A particularly sinister aspect of drug addiction is relapse. To the ex-addict, environmental cues, life stressors and even the drug itself serve as the sirens’ call, beckoning them back into the deadly realm of abuse. Currently, doctors battle heroin temptations with psychotherapy and replacement opioid drugs, such as methadone. While effective, these treatments rely heavily on the user’s cooperation and require continuous, uninterrupted access to medical personnel.
What if, instead of using drugs to counteract relapse, we train the body to recognize and attack heroin before it reaches the brain?
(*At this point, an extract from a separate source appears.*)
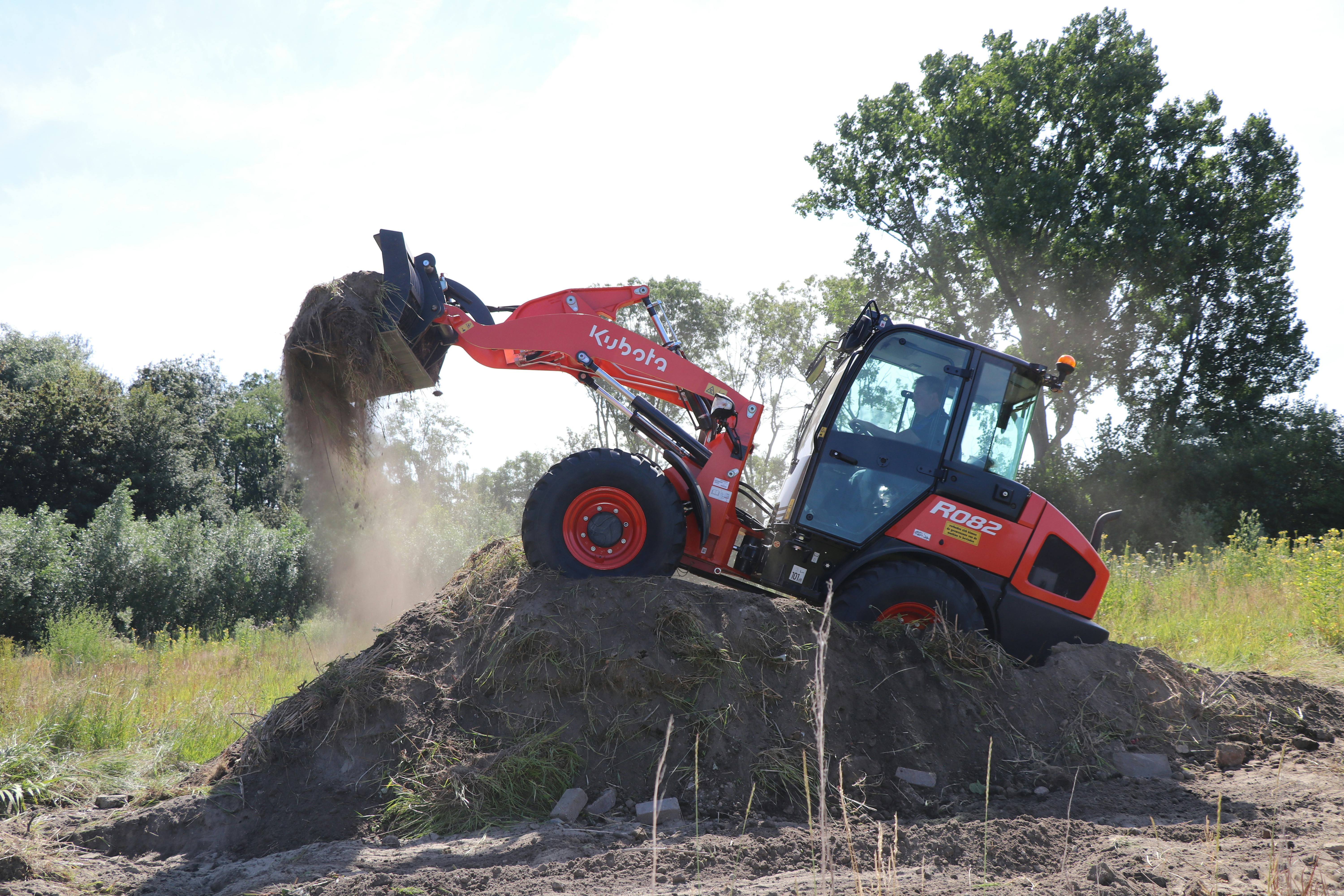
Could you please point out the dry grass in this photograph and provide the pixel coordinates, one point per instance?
(1273, 604)
(144, 715)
Scholsburg JE et al (2013). Dynamic vaccine blocks relapse to compulsive intake of heroin. PNAS Early Edition. doi: 10.1073/pnas.1219159110
One way to do this is to design a vaccine against heroin. Like vaccines against measles or influenza, a heroin vaccine trains the body’s immune system to produce antibodies that recognize and neutralize heroin molecules in the bloodstream. Although seemingly straightforward conceptually, in practice it’s far more difficult, partly because heroin is broken down rapidly into psychoactive metabolites (6-AM and morphine) within seconds of entering the body.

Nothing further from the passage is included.